Knowing that the tiniest of precious lives will soon be able to stay in Trail and receive around-the-clock neonatal care at the regional hospital will be a welcome comfort to parents and families of babies born preterm, with a low birth weight or with a health condition that requires special care.
Coming this spring is a Tier 3 Neonatal Intensive Care Unit (NICU) on the fourth floor of Kootenay Boundary Regional Hospital (KBRH). This means neonates (of specific gestation and birth weight) needing intensive care can stay close to home instead of being flown out of town to a larger centre for specialized care.
This great step forward in advanced neonatal care at KBRH began in September 2022, when the regional hospital was approved for Tier 3 nursery status. The NICU will house three nursery beds with 24/7 nursing care.
The hospital’s current status is Tier 2, meaning the unit is staffed only when there is a baby needing care.
A Tier 3 NICU also means that services can be provided to newborns of at least 34 weeks gestation and at least 1,800 grams or four pounds in weight, who present moderate risk requiring acute care.
As well, this higher level of specialized care means an urgent/emergent baby born at a minimum 32 weeks gestation and at least 1,500 grams or 3.3 pounds with appropriate weight for gestational age may be able to remain at KBRH.
Moreover, this service increase will also allow for the repatriation of babies from Tier 4 to Tier 6 sites, such as Vancouver, Kelowna, and Kamloops hospitals, to the unit at KBRH. The NICU can also accept infants from Tier 1 and 2 sites, such as Kootenay Lake Hospital.

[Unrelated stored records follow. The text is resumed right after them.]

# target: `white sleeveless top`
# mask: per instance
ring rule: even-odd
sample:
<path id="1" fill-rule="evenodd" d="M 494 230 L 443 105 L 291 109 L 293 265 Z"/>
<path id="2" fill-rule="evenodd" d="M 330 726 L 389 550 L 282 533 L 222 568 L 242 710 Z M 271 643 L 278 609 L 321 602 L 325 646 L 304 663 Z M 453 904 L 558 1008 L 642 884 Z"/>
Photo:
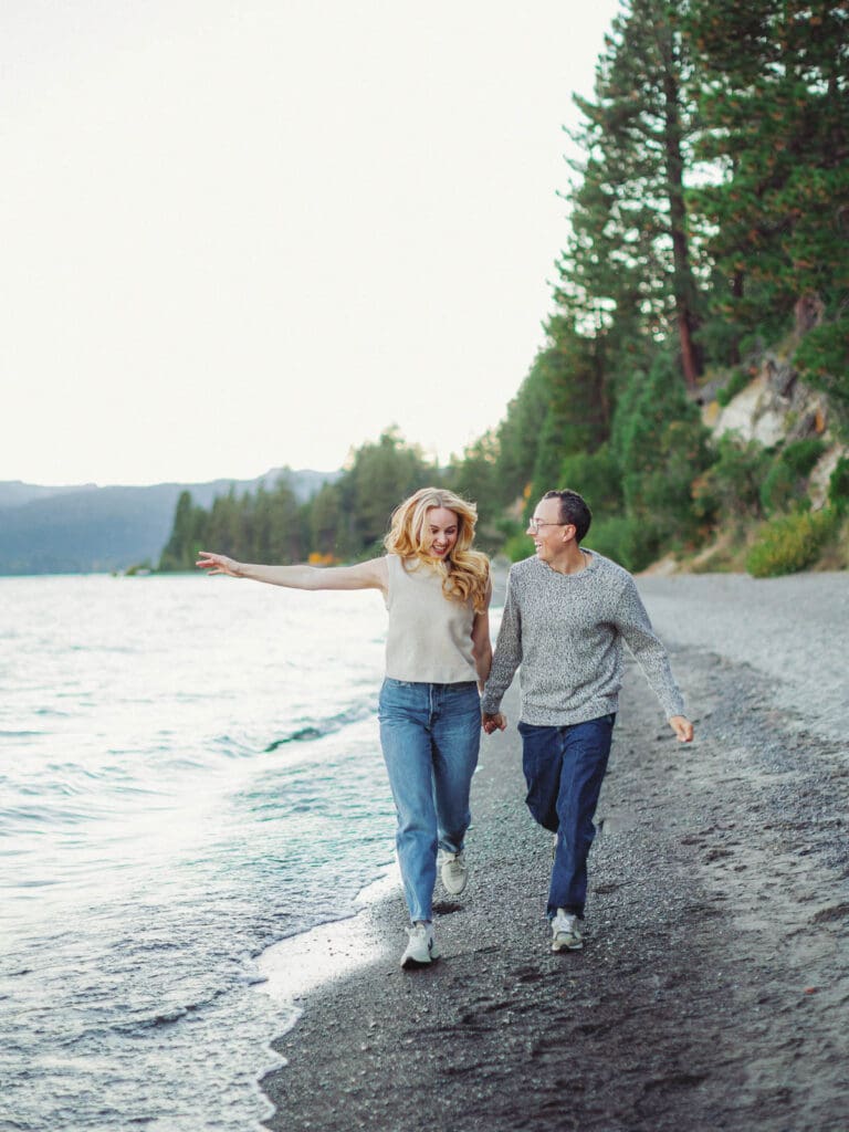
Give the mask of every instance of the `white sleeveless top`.
<path id="1" fill-rule="evenodd" d="M 397 555 L 387 555 L 386 561 L 386 675 L 394 680 L 423 684 L 477 680 L 471 600 L 446 598 L 439 572 L 427 563 L 413 561 L 413 568 L 405 569 Z"/>

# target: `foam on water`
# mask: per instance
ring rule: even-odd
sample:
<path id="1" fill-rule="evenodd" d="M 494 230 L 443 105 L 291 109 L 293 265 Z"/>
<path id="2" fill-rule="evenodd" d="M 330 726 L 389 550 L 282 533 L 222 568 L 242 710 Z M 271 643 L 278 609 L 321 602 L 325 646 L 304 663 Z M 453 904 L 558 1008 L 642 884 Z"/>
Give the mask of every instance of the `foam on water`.
<path id="1" fill-rule="evenodd" d="M 391 859 L 379 597 L 2 578 L 0 608 L 0 1127 L 245 1132 L 297 1017 L 256 957 Z"/>

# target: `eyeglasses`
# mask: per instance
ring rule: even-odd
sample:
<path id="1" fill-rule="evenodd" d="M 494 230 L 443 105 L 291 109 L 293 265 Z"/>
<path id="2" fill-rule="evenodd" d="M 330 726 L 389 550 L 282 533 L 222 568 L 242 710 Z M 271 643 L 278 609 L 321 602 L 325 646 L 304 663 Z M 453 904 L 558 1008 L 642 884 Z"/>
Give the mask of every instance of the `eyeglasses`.
<path id="1" fill-rule="evenodd" d="M 572 526 L 572 523 L 544 523 L 541 518 L 534 517 L 528 520 L 528 526 L 534 534 L 539 534 L 541 526 Z"/>

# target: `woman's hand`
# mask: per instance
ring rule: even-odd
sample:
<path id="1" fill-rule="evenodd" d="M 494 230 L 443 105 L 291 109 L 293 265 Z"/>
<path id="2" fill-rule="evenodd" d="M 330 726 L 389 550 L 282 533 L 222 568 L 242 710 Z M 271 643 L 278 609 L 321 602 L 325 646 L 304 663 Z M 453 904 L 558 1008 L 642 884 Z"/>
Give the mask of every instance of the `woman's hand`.
<path id="1" fill-rule="evenodd" d="M 693 724 L 686 715 L 672 715 L 669 720 L 669 726 L 678 736 L 679 743 L 693 741 Z"/>
<path id="2" fill-rule="evenodd" d="M 226 555 L 213 555 L 208 550 L 200 551 L 200 557 L 195 565 L 208 574 L 229 574 L 230 577 L 242 576 L 241 563 L 235 561 L 234 558 L 228 558 Z"/>
<path id="3" fill-rule="evenodd" d="M 494 731 L 503 731 L 507 727 L 507 717 L 501 712 L 482 712 L 481 713 L 481 727 L 487 732 L 487 735 L 492 735 Z"/>

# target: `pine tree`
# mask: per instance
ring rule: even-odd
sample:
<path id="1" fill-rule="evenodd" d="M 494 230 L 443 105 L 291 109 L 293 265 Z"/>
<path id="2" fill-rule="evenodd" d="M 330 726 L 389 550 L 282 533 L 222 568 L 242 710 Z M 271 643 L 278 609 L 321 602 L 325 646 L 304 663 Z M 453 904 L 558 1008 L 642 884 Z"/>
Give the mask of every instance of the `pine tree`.
<path id="1" fill-rule="evenodd" d="M 585 119 L 575 140 L 586 157 L 575 166 L 558 298 L 588 328 L 608 329 L 615 354 L 628 336 L 674 327 L 692 389 L 702 359 L 685 171 L 696 123 L 684 94 L 691 63 L 679 7 L 632 0 L 606 38 L 594 101 L 575 96 Z"/>
<path id="2" fill-rule="evenodd" d="M 822 377 L 826 357 L 849 363 L 849 3 L 691 0 L 686 27 L 698 153 L 720 174 L 693 195 L 722 281 L 714 314 L 765 341 L 794 312 L 799 331 L 822 323 L 803 355 Z M 817 343 L 835 350 L 817 358 Z"/>

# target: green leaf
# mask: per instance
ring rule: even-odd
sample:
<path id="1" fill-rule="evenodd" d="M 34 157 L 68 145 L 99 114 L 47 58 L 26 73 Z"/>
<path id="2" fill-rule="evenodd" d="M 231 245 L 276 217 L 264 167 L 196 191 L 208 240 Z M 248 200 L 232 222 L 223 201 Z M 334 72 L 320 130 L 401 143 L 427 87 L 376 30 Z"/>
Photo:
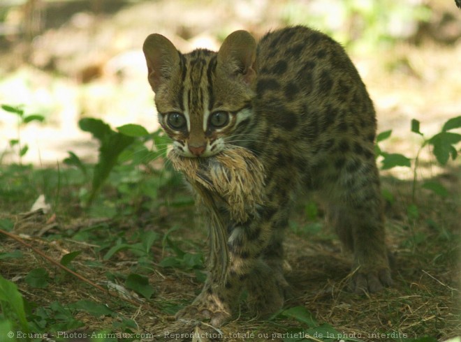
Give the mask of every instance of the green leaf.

“Tier 3 Nursery status will positively impact patients and families of our region,” says Lisa Pasin, KBRH Health Foundation executive director. “It will allow mothers and babies to have access to appropriate, safe, and quality care closer to home, strengthening maternal/child care across the Kootenay Boundary region.”
So with Tier 3 status approved, and fundraising well underway for respective equipment, the question becomes: What are the staffing needs for such specialized care?
Right out of the gate, Tier 3 status facilitated the hiring of a new pediatrician. The new children’s doctor started at KBRH in January, growing the number of pediatricians to three.
Next comes 24-7 nursing needs. Staffing the NICU requires enhanced training and the hiring of six registered nurse positions as well as a funded educator.
Interior Health told the Trail Times that dedicated nurses trained in neonatal care will be hired to ensure the NICU is staffed around the clock to provide necessary care.
“Increasing the local capacity to care for premature babies requiring complex care will result in physician and nurse recruitment and retention,” Pasin says.
The project is being rolled out in two phases, and budgeted at $700,000. The foundation is supporting medical equipment purchases; $500,000 has been donated to date; $200,000 remains outstanding.
Pasin shares how this vital project has gotten so far in such a short amount of time.
“An angel truly did emerge for us to make this project a reality,” she reveals. “The foundation received a significant donation from a local family, who wishes to remain anonymous at this time, to launch the Tier 3 NICU project.
“As a result of the amazing generosity from our angel family, the foundation has purchased all the equipment from phase one of the project, which supported the NICU, Aspen clinic and obstetrics/gynecology procedures in the operating rooms.”
(Aspen Maternity and Women’s Health Clinic is located on the fourth floor of KBRH.)
NICU fundraising is still underway for equipment including: two cribettes; one respiratory cart; four oxygen blenders; four vital sign monitors; three bedside storage tables; and two optiflow nasal oxygen therapy devices.
Donations received from community members and revenue from “Perfectly Paired,” as well as future contributions, will purchase equipment for phase two of the NICU project.